Big Dreams for Little Mexican Gray Wolf Pups
Their species is nearly extinct but advocates hope they help boost numbers.
July 1, 2010 -- It's not all fun and play for five 8-week-old puppies in St. Louis, Mo. The future of the nearly extinct Mexican gray wolf rests on their furry shoulders.
The wolf pups -- four light gray males and one female -- were introduced to the media today at the Endangered Wolf Center in St. Louis. Though they calmly sat through vaccinations and the injection of tracking microchips, their parents were a bit antsy and their center caretakers brimmed with anticipation.
"It may surprise some that five newly born wolf pups can make such a dramatic impact on the recovery of a threatened ecosystem in the western United States," said Mac Sebald, the center's executive director. "But when you start with essentially zero in the wild, these five lives make an immeasurable difference."
Of the nearly 300 Mexican grays in the world, 42 are in the wild and the rest are in captivity. That's the reason for the excitement around the new pups, who will be introduced into the wild when they are old enough, between 18 months and three years.
History of the Mexican Gray
The Mexican gray wolf "is the most endangered gray wolf in the world," said the center's Kim Scott, director of animal care and conservation. "It is the majority of the species that we work with here."
Indigenous to the U.S. Southwest and Mexico and once known as "El Lobos," the species was designated endangered in 1976 and was considered extinct in the wild until reintroduction into New Mexico and Arizona and portions of Mexico in 1998.
Center officials say that the Mexican gray was hunted, trapped and poisoned for more than a century by ranchers and others.
"Wolves were the most prolific animal across the continent but predator control programs were starting to be put in place by the mid-1800s. We didn't really appreciate large predators and carnivores in our environment. We felt they were a threat. ... We had livestock and we had kids. We didn't think large carnivores served any purpose other than a dangerous one. There was a real methodology to just eradicating them through government programs, with bounties, very excessive no-limit trappings. We wiped out most large carnivores in this country," Scott said.
By the 1950s and 1960s, attitudes toward the Mexican gray wolf started to change with the broader concept of ecosystem health.
"Everything has a balance.

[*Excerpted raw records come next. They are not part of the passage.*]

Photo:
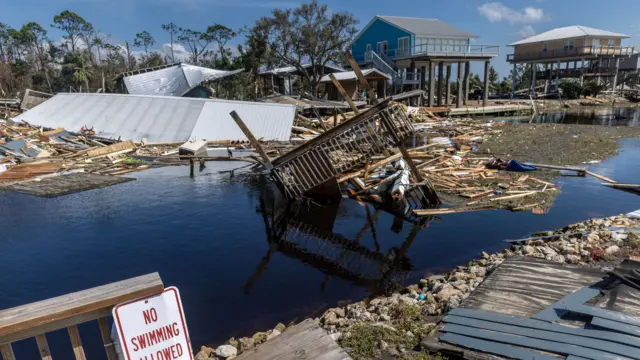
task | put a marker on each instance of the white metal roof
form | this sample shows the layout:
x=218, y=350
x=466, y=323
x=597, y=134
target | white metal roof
x=351, y=75
x=426, y=27
x=161, y=118
x=288, y=69
x=568, y=32
x=176, y=80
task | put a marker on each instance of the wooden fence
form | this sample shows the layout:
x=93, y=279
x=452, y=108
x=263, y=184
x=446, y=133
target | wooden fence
x=67, y=311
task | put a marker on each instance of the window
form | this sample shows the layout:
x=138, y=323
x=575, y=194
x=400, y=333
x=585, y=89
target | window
x=403, y=45
x=568, y=44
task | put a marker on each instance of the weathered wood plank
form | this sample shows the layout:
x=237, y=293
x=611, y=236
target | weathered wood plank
x=303, y=341
x=76, y=343
x=525, y=286
x=43, y=347
x=7, y=352
x=83, y=305
x=494, y=348
x=106, y=339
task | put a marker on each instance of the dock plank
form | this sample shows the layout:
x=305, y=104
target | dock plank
x=303, y=341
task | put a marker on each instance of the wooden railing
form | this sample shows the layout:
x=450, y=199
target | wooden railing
x=578, y=51
x=67, y=311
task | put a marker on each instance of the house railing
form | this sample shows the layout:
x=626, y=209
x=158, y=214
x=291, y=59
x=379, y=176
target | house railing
x=67, y=311
x=578, y=51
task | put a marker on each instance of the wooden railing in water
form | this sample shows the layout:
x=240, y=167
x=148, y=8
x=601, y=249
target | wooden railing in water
x=67, y=311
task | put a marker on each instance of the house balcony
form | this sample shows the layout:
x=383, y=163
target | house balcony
x=575, y=53
x=432, y=50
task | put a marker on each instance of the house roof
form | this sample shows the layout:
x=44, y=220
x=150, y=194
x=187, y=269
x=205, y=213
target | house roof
x=291, y=69
x=568, y=32
x=426, y=27
x=351, y=75
x=175, y=80
x=162, y=118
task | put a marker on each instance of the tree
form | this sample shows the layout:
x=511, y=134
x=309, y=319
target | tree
x=195, y=41
x=144, y=40
x=308, y=34
x=73, y=25
x=172, y=29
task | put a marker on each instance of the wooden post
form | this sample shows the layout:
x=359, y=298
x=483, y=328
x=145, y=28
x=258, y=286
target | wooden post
x=432, y=67
x=252, y=139
x=344, y=94
x=361, y=79
x=485, y=99
x=459, y=98
x=109, y=347
x=76, y=343
x=7, y=352
x=448, y=86
x=467, y=70
x=440, y=80
x=315, y=111
x=43, y=347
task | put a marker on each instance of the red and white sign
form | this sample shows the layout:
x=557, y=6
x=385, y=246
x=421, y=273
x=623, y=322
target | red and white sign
x=153, y=328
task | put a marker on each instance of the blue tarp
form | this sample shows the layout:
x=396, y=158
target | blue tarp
x=517, y=167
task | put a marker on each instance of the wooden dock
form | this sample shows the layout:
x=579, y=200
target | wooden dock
x=492, y=110
x=523, y=287
x=306, y=341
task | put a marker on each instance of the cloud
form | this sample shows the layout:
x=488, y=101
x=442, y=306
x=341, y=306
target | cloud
x=496, y=12
x=526, y=32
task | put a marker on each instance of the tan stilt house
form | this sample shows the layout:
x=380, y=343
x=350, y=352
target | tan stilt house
x=578, y=52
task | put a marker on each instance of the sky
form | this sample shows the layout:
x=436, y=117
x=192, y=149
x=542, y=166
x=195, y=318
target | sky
x=495, y=22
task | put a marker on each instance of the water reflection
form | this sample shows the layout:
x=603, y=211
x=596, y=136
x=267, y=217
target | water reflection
x=306, y=233
x=606, y=116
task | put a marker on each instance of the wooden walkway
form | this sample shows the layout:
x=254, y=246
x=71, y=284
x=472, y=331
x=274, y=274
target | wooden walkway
x=303, y=341
x=525, y=286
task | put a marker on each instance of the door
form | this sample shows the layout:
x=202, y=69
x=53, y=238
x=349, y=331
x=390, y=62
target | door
x=382, y=48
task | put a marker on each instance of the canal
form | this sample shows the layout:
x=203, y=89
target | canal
x=207, y=236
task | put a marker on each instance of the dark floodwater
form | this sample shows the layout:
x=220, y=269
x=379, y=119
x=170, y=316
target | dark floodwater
x=208, y=237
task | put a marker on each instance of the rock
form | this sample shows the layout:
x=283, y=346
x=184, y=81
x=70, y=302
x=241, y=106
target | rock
x=330, y=318
x=246, y=344
x=339, y=312
x=226, y=351
x=273, y=334
x=612, y=250
x=260, y=337
x=446, y=292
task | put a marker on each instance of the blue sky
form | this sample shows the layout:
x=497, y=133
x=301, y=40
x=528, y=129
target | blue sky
x=495, y=22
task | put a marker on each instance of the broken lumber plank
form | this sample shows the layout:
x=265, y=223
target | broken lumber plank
x=431, y=212
x=600, y=177
x=514, y=196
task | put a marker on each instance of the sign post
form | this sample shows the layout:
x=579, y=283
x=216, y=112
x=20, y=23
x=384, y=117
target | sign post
x=153, y=328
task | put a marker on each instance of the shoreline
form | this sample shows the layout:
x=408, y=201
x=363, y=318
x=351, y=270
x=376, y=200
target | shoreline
x=397, y=324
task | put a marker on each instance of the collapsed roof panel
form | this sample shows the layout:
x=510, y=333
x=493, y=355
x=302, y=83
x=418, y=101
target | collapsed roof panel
x=161, y=118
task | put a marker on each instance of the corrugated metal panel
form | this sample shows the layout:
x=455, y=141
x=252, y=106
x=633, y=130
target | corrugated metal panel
x=429, y=27
x=569, y=32
x=351, y=75
x=266, y=121
x=161, y=118
x=173, y=81
x=164, y=82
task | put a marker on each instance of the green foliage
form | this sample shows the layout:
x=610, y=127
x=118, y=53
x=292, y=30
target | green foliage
x=571, y=89
x=591, y=88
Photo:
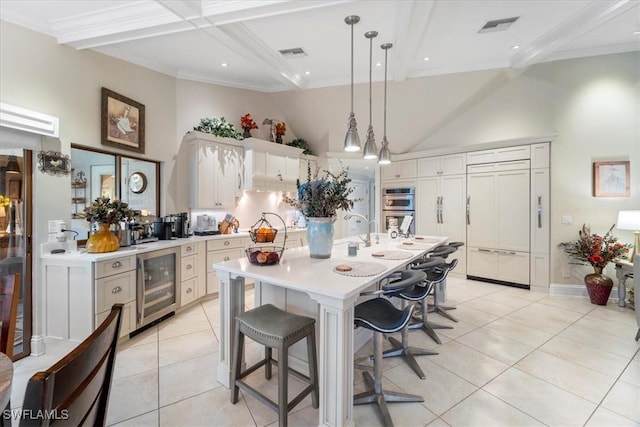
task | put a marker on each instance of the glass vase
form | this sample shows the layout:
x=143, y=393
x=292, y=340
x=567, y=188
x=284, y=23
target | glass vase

You have a chain so you have carnivores that are eating the deer that are eating the plants. When you take something out of than chain, it invariably has an effect," she said.
In the early '70s and '80s, federal programs got involved and a census was taken in the wild -- in the U.S. and Mexico -- to find out how many wolves were left.
"We spent millions of dollars to eradicate them and now we are spending millions of dollars to bring them back," she said.
Scott said the goal of the program is to have roughly 100 in the wild.
The Center Takes Action
The center was founded in 1971 by zoologist Marlin Perkins, a St. Louis native best known as the host of TV's "Mutual of Omaha Wild Kingdom."
Since 1998, the center, situated on 63 isolated acres in southwest St. Louis County, has played a pivotal role in efforts to replenish the Mexican gray wolf population. There were five left in the wild before the program started. Officials say that 162 Mexican grays have been born at the center.
"There have been pitfalls and successes," Scott said. "Takes a lot to manage a species, reintroduce it, have state involvement, public involvement. Everyone has to get on board to make it successful."
The Associated Press contributed to this article.